Wagner is seen as the defining hero and his provocative essay Modern Architecture his rebel yell. His career is pitched as a battle of “modern against anti-modern,” a progressive against stifling conservatism. While the city was reveling in its recently constructed Ringstraße and historicist monuments, a project the young architect cut his teeth on, Wagner was formulating a vision for a new type of city he eventually outlined in his 1911 work Die Großstadt – of social well-being, communal living and fluidity of modern transport – that informs Viennese urban planning even now. “The tradition of exceptionally inventive, well-conceived and well-managed social housing, glimpsed over a century ago by Otto Wagner, has not only become deeply
ingrained in the mentality of the architectural profession but also has continued evolving and adapting to new realities.”

Model Social Housing

As shown with the Gemeindebauten of Red Vienna and their return during the Kreisky era, the Viennese realized a model that is unique across Europe, both for its social and
economic benefits – a way to comfortably and affordably house large numbers in a manner that encourages integration and community. By 1934, with 348 Gemeindebau estates completed in just 14 years, a tenth of the city was living in municipal housing. The success has been nurtured to the point where today, Lefaivre states, “60 percent of Vienna’s population lives in it, paying around €7 per square meter in rent.”

It’s an important role model for other cities like London, where communal spaces are rapidly being closed, rent is skyrocketing and what social housing there is falls well below living standards (see Grenfell Tower). Having seen the wealth disparity during Vienna’s Gilded Age, “Wagner called for strong state interventionism as a means of regulating excessive speculation.” Lefaivre argues these stringent regulations and continued investment in social housing are key factors behind the city’s success.
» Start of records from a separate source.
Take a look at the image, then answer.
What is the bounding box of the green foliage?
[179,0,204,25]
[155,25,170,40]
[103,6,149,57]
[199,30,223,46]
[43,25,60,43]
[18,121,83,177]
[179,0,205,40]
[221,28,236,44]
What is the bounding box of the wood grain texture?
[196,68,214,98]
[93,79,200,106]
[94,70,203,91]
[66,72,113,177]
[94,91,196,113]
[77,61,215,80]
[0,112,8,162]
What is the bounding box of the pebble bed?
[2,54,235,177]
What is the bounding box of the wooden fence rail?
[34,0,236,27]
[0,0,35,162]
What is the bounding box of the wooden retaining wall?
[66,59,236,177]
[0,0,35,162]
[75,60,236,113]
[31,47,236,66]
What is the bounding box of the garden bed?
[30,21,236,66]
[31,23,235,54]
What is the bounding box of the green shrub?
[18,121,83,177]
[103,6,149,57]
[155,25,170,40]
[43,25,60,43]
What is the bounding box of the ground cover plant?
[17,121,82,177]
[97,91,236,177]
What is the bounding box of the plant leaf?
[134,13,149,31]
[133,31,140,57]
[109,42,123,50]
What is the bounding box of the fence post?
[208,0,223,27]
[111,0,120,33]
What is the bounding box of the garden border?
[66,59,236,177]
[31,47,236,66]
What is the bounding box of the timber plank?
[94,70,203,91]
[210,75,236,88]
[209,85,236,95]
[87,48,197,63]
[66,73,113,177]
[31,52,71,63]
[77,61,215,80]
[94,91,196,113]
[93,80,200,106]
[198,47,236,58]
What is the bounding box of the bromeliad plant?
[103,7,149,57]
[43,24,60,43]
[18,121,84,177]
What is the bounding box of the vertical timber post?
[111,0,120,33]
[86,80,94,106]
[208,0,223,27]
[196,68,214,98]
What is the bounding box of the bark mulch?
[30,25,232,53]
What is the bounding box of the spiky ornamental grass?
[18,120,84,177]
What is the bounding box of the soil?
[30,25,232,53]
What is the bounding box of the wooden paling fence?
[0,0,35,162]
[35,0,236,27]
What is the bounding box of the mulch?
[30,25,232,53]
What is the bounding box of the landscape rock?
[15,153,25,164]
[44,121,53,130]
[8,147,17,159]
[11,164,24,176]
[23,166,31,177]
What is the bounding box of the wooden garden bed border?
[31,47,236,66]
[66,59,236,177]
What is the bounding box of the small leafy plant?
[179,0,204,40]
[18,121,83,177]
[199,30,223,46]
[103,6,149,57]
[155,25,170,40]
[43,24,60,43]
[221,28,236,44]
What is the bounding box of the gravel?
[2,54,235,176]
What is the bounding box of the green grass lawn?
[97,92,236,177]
“Spending on housing and infrastructure creates jobs; jobs create income, and the higher the income level, the bigger the tax base,” she writes. The 2008 financial crisis that resulted in unemployment rates above 10 percent in the Eurozone measured a mere 4.3 percent in Austria. From the Hundertwasserhaus in the 3rd district, to Harry Glück’s Wohnpark in the 23rd, “Vienna’s social housing [remains] committed to the tradition of community.” Moreover, incentives continue to draw some of the city’s biggest names in architecture, creating a thread of prestige and innovation between these and more upscale projects. “The result is that Vienna is an exceptional example of a socially just city.”